Celebrating Public Service Recognition Week
Whether federal workers are responding to natural disasters, preventing widespread epidemics, maintaining our national parks, or exploring the vast unknowns of deep space, the American people expect that they will get the job done right. Public Service Recognition Week has been celebrated in the first week of May every year since 1985, honoring federal workers’ competence and dedication. We at GAO are in the unique position of looking across the broad landscape of the federal workforce to see how it develops as its responsibilities become increasingly complex. Here are a few examples (from a 2012 Comptroller General testimony) of the progress we have seen in four key areas of human capital management.
- Leadership Commitment: The Office of Personnel Management has demonstrated leadership by, among other efforts, working to streamline the hiring process. Congress has passed various authorities and flexibilities to better manage the federal workforce. Collectively, these efforts could make it easier and faster for people to apply for federal jobs and strengthen agencies’ ability to compete with the private sector when filling entry-level positions.
- Strategic Workforce Planning: Effective human capital planning helps agencies ensure that the right people and skill sets are in the right places at the right times to get the job done. In 2011, the Department of State published a strategic plan to improve its foreign language capabilities, linking efforts to improve its recruitment program and expand training.

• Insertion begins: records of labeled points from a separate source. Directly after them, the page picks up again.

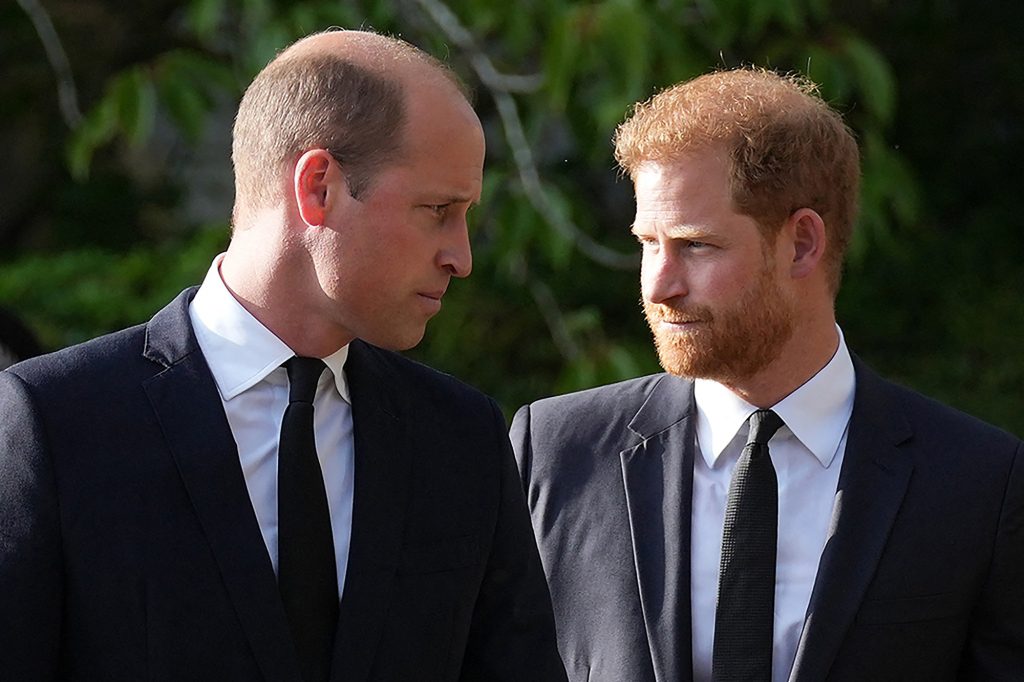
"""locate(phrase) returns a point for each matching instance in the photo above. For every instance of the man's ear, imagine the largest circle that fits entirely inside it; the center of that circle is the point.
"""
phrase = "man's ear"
(317, 182)
(807, 231)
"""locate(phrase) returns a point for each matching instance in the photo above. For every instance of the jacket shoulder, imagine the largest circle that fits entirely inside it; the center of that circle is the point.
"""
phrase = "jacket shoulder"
(101, 358)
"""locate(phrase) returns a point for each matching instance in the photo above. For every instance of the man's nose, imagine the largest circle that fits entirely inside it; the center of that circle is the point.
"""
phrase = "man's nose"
(457, 255)
(662, 278)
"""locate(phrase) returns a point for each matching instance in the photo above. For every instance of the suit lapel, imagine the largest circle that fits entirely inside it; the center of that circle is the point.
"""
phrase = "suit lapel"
(658, 478)
(379, 507)
(185, 401)
(871, 485)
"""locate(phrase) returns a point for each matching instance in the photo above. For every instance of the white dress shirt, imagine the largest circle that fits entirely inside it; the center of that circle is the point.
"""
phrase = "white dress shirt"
(245, 358)
(807, 454)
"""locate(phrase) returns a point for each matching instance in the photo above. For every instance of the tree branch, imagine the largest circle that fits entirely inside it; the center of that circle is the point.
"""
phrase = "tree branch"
(67, 93)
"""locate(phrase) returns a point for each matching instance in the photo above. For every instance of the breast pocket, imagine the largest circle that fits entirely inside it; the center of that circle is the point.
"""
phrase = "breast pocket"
(911, 609)
(439, 555)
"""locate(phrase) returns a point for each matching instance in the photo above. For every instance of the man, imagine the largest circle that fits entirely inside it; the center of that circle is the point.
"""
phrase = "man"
(157, 517)
(769, 508)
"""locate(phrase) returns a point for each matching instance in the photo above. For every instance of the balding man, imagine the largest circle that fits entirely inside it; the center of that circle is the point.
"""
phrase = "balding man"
(252, 485)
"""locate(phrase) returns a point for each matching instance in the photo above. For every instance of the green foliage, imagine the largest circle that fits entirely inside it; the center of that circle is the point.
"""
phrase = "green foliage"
(544, 312)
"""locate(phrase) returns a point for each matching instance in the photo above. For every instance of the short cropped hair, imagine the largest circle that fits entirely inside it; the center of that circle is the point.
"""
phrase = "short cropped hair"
(322, 100)
(787, 148)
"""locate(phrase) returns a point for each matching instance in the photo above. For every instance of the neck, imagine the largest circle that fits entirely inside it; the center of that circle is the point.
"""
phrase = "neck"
(269, 285)
(809, 348)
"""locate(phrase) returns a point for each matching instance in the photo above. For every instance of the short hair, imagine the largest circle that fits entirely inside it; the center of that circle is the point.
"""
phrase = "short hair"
(318, 99)
(787, 148)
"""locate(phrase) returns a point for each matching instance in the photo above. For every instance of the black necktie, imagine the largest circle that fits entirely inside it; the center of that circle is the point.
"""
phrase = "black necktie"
(743, 619)
(306, 569)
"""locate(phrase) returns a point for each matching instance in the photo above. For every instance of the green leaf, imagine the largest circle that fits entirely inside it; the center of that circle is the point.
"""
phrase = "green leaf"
(561, 56)
(136, 98)
(875, 79)
(184, 104)
(96, 129)
(204, 17)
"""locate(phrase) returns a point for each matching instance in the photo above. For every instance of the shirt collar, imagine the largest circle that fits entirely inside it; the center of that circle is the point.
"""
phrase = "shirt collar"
(817, 413)
(239, 349)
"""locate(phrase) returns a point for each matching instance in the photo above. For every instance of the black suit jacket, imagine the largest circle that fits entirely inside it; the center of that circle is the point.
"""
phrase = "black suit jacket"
(922, 578)
(129, 549)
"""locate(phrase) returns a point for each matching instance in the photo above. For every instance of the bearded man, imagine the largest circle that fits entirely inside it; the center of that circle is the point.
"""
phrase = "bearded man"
(768, 508)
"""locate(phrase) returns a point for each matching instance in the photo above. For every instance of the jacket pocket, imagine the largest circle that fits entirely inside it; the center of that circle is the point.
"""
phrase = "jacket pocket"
(911, 609)
(435, 556)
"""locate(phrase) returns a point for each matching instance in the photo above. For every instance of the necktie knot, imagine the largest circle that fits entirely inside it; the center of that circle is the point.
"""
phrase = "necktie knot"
(303, 375)
(764, 424)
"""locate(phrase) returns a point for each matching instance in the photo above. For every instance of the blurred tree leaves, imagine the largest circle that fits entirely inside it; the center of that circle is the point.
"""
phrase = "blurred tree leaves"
(552, 303)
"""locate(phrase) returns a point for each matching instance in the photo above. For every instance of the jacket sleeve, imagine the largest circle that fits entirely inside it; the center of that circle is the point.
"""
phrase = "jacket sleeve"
(512, 635)
(31, 574)
(995, 645)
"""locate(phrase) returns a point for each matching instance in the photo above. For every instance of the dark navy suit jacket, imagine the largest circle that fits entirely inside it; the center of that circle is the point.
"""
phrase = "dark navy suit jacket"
(129, 549)
(922, 578)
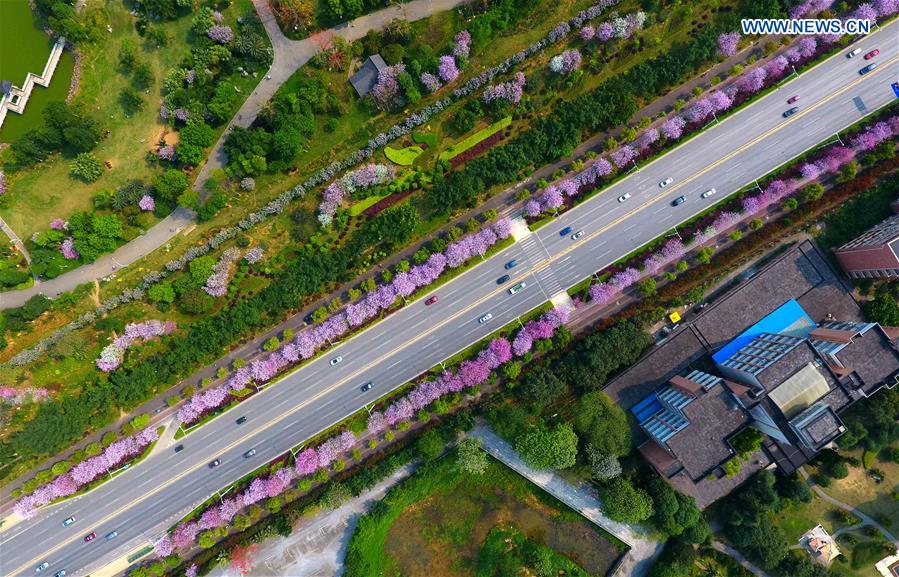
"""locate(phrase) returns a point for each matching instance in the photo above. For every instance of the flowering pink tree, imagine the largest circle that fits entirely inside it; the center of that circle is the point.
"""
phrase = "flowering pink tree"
(727, 43)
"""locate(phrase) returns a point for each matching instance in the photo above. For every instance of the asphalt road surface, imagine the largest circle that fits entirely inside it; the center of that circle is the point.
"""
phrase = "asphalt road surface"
(143, 502)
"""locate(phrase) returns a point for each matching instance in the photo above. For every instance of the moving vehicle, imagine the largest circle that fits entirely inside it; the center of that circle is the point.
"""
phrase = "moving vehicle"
(517, 288)
(867, 69)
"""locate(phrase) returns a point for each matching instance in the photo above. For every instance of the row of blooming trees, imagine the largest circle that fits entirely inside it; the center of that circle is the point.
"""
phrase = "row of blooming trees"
(471, 373)
(86, 471)
(354, 315)
(829, 161)
(112, 355)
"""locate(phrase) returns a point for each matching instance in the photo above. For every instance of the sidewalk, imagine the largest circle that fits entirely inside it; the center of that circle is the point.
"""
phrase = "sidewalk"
(643, 551)
(504, 203)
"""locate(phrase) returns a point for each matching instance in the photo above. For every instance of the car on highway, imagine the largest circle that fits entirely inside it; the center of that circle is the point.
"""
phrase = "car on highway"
(867, 69)
(517, 288)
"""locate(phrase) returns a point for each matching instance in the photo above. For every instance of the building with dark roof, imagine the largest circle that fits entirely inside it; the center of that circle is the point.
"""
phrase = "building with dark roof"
(367, 76)
(873, 254)
(784, 353)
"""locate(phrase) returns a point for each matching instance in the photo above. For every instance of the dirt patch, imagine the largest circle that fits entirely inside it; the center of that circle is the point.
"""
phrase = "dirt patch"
(443, 535)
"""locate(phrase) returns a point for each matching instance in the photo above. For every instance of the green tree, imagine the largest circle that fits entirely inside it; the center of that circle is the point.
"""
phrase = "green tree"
(624, 502)
(548, 448)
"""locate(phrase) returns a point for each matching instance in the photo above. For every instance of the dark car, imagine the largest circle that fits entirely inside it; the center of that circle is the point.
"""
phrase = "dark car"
(867, 69)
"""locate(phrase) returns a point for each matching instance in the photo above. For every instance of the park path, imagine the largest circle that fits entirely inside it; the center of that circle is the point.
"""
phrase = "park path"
(643, 550)
(290, 55)
(866, 520)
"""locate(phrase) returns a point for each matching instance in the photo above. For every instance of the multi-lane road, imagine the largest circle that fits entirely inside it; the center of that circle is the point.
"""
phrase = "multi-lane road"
(143, 502)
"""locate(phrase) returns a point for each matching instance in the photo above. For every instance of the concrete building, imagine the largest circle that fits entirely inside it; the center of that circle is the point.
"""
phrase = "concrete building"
(784, 353)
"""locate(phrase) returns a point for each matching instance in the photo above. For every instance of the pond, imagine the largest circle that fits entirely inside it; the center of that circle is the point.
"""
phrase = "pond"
(24, 48)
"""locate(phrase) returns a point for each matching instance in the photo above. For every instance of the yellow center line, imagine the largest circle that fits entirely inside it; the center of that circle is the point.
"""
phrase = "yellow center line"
(468, 308)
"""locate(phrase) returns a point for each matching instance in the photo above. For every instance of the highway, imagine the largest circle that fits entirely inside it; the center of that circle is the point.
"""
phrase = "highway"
(141, 503)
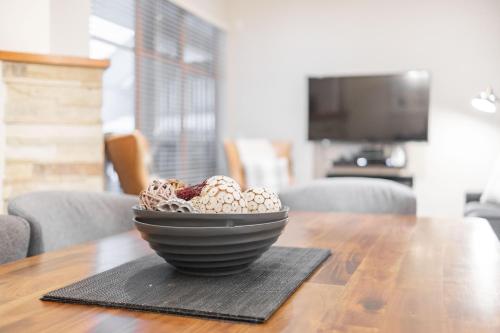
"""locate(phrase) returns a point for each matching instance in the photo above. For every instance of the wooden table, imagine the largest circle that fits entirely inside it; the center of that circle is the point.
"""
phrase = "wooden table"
(386, 274)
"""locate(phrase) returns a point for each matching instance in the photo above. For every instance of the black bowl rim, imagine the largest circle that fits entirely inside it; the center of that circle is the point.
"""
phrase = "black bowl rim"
(243, 226)
(205, 216)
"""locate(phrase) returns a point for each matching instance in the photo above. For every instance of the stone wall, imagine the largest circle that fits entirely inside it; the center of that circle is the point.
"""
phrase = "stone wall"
(50, 128)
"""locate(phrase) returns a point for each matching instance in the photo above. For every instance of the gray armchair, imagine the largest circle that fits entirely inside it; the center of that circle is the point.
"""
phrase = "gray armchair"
(61, 218)
(14, 238)
(488, 211)
(356, 195)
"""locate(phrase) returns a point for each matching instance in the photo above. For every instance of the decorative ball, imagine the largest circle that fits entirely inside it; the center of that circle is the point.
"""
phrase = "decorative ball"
(219, 180)
(157, 191)
(176, 205)
(220, 196)
(176, 183)
(262, 200)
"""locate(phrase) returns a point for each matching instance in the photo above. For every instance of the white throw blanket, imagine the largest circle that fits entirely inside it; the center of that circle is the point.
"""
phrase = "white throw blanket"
(261, 165)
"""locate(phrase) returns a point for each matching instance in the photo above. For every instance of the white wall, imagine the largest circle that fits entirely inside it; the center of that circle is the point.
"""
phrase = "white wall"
(24, 25)
(69, 27)
(274, 45)
(45, 26)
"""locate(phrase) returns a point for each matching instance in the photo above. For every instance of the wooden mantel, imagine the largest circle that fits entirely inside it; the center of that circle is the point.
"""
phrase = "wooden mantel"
(49, 59)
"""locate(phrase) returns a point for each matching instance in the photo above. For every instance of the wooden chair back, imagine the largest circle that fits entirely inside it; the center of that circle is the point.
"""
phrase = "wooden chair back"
(129, 154)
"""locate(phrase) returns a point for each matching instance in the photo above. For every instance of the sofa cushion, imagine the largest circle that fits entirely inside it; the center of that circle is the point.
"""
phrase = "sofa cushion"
(479, 209)
(359, 195)
(14, 238)
(63, 218)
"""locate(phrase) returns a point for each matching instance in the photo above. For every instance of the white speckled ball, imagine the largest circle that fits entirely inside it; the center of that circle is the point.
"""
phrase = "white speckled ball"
(262, 200)
(219, 180)
(157, 191)
(220, 196)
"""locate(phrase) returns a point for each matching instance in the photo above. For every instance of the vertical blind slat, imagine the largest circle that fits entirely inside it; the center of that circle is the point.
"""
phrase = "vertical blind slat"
(176, 55)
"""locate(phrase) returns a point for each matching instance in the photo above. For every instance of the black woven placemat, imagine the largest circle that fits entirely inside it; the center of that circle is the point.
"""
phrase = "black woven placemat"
(150, 284)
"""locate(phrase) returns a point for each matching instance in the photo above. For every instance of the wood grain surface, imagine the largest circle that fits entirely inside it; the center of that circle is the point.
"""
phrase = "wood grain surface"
(50, 59)
(386, 274)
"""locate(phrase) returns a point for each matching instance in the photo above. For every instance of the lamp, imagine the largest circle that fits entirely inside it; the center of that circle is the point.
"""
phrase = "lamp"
(485, 101)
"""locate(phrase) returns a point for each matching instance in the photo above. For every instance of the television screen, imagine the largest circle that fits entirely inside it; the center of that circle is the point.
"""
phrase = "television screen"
(383, 108)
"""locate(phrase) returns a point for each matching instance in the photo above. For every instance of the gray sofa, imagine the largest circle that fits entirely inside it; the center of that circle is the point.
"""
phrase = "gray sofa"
(489, 211)
(63, 218)
(355, 195)
(14, 238)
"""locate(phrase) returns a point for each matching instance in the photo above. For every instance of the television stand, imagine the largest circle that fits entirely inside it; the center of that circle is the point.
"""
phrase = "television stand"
(398, 175)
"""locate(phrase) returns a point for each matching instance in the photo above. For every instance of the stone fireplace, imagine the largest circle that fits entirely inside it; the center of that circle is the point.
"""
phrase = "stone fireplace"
(50, 124)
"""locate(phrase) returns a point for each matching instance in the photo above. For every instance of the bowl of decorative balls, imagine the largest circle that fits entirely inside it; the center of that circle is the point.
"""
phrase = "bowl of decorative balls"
(212, 228)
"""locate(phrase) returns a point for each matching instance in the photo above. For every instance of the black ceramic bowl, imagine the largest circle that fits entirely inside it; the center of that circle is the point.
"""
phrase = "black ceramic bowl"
(210, 244)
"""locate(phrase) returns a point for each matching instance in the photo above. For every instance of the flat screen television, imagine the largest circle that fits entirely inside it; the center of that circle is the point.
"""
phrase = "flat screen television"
(382, 108)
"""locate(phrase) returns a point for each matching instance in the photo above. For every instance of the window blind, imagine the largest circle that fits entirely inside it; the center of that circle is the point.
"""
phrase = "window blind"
(176, 69)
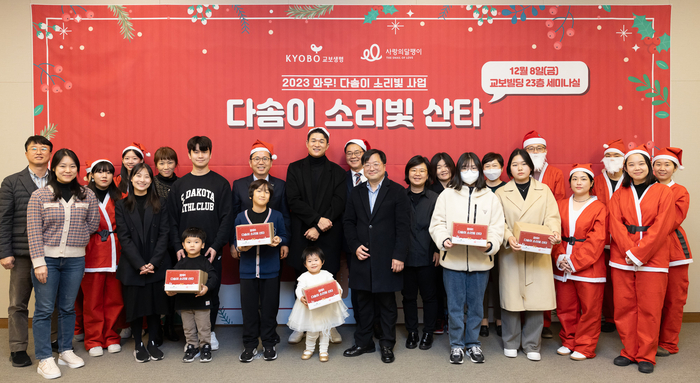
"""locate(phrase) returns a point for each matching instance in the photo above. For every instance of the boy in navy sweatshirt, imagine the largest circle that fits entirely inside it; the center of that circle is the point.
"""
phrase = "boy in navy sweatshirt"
(259, 272)
(194, 308)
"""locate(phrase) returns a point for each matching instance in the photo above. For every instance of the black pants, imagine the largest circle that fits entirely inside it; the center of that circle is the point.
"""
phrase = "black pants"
(414, 279)
(388, 314)
(259, 305)
(215, 303)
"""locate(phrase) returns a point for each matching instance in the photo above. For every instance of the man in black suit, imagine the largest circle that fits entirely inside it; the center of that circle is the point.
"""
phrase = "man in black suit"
(15, 192)
(261, 158)
(316, 196)
(377, 225)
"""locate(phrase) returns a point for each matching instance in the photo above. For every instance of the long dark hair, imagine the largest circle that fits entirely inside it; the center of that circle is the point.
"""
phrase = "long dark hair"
(456, 181)
(112, 189)
(433, 166)
(152, 198)
(124, 173)
(75, 187)
(627, 180)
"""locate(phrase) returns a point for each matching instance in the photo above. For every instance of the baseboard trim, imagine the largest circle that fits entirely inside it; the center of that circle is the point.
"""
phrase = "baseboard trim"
(687, 318)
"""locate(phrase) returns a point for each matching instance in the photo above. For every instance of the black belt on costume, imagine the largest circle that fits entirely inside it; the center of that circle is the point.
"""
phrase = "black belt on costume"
(636, 229)
(571, 240)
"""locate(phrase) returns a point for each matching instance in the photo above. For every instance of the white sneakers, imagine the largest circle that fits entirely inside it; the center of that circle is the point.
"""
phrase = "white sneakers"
(95, 351)
(335, 336)
(114, 348)
(297, 336)
(68, 358)
(534, 356)
(48, 369)
(563, 350)
(214, 342)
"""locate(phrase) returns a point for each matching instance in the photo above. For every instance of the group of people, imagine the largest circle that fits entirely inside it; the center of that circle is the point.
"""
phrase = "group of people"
(618, 251)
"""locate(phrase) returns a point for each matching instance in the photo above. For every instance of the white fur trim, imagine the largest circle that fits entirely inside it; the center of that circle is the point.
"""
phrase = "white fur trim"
(535, 140)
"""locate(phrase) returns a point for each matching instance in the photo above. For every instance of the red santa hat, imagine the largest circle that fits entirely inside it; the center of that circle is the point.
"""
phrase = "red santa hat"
(359, 142)
(318, 129)
(91, 165)
(532, 138)
(586, 168)
(673, 154)
(135, 146)
(262, 146)
(615, 146)
(641, 149)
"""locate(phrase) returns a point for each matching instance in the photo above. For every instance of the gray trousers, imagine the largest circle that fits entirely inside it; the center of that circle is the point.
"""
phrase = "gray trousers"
(527, 332)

- Talent Management: Agencies must retain personnel with the skills needed to meet their vital missions. We reported in 2010 that recruitment, relocation, and retention incentives were widely used by agencies.
- Building a Results-Oriented Culture: Leading organizations have found that to successfully transform themselves, they must often fundamentally change their cultures. For example, the performance-based pay system for members of the Senior Executive Service is an important step in government-wide transformation.
Federal strategic human capital management issues remain on our High Risk list, and we assessed these issues in our most recent High Risk report. In addition, our key issues page on strategic human capital management summarizes some of our major findings and includes links to our reports on progress and challenges to the federal workforce.